So, did the dream of writing a bestseller actually happen? Am I in fact writing this from my private beach by the turquoise waters of Lake Geneva, with a Mojito to hand? That’s what people who write bestsellers do, isn’t it?
Today is the one year anniversary of my book launch – that for The Sudden Metropolis – and I’m still writing. It’s been one of those hard days and I’m looking for any distraction… ‘Aha, my blog needs updating’.
Some things aren’t the same: The Forum café, where we had the launch, is no more. I often walk past the bolted doors and darkened interior, and remember the special evening when my friends packed the place out. Now, on my writing days, I sit in a small study at home instead.
The sales haven’t exactly been in the thousands, more like the hundreds, but the real treat has been the feedback – people who have read the books have really enjoyed them (see the Amazon comments). At the end of a consultation this week, the following exchange occurred:
Patient: “Can I ask you a question?”
Me: “Sure…” (Our ten minutes is up…Now what?)
Patient: “The Indian stretcher bearer who carries Freddie from Spion Kop, is that Ghandi?”
Me: “Yes!” (Very surprised to hear him referring to a scene from The Sudden Metropolis)
Patient: “I thought so!”
For a few seconds, on seeing his deep interest, I felt as if I had written a bestseller, and that I was on my private beach by the turquoise waters of Lake Geneva, with a Mojito to hand.
Recently, while driving back from a French holiday, we stayed at Talbot House in Poperinge, Belgium (or “Toc H” as it was nicknamed by the soldiers during WW1, when it was used as a special kind of social club).
Four years had passed since I was last there, researching material for “The Long White Cloud”. Toc H hadn’t changed, except for one thing – my own perception of it. Now, with the book written, I was going around pointing at things excitedly, saying: “Here’s Rennie’s office”, and “This is where they meet Patton”, and “Out there on the lawn is where they do the haka.” To me, the fiction had merged with fact to produce a strange hybrid of a place, half a stage-set from my mind and half a real brick building.
With the centenary of the armistice approaching, I would recommend to anyone interested in that era to get across the channel and visit Toc H (https://www.talbothouse.be/en/bb/home). Stay if you can get a room – it is relatively cheap. English volunteer caretakers will give you a cup of tea and make you feel welcome. Just down the road, in the main square, are some great restaurants.

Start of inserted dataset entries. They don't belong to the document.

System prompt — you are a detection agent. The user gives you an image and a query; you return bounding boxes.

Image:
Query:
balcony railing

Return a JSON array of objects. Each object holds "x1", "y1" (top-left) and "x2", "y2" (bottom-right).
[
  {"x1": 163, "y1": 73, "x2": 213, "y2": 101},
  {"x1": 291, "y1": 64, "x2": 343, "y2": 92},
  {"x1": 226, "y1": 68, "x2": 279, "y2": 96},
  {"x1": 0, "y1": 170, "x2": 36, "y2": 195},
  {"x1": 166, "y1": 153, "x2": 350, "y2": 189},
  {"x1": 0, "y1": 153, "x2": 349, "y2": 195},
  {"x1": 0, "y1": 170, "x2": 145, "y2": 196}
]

The most special room in Toc H is the chapel built into the attic, accessed by some very steep stairs. In my book, two of the characters sit in this room, talking about God and worrying about what is going to happen. This time, it occurred to me just how many soldiers had trodden those same steep stairs to say their prayers, or have a quiet moment before going off to battle. Thousands must have done it. It was hard to imagine quite how scared they must have felt. No-one but a soldier would know that feeling. What you can feel though, is their collective spirit. It’s still there.
Adventurer and dreamer Sean Poole, Western Australia, 1989
It’s early days with ‘The Long White Cloud’ being out, and without the fanfare of a launch party, things have felt a lot calmer. One friend did manage to get through it last week, posting a very kind review on Amazon, and I’m sure many others who enjoyed the first book are in the process of reading.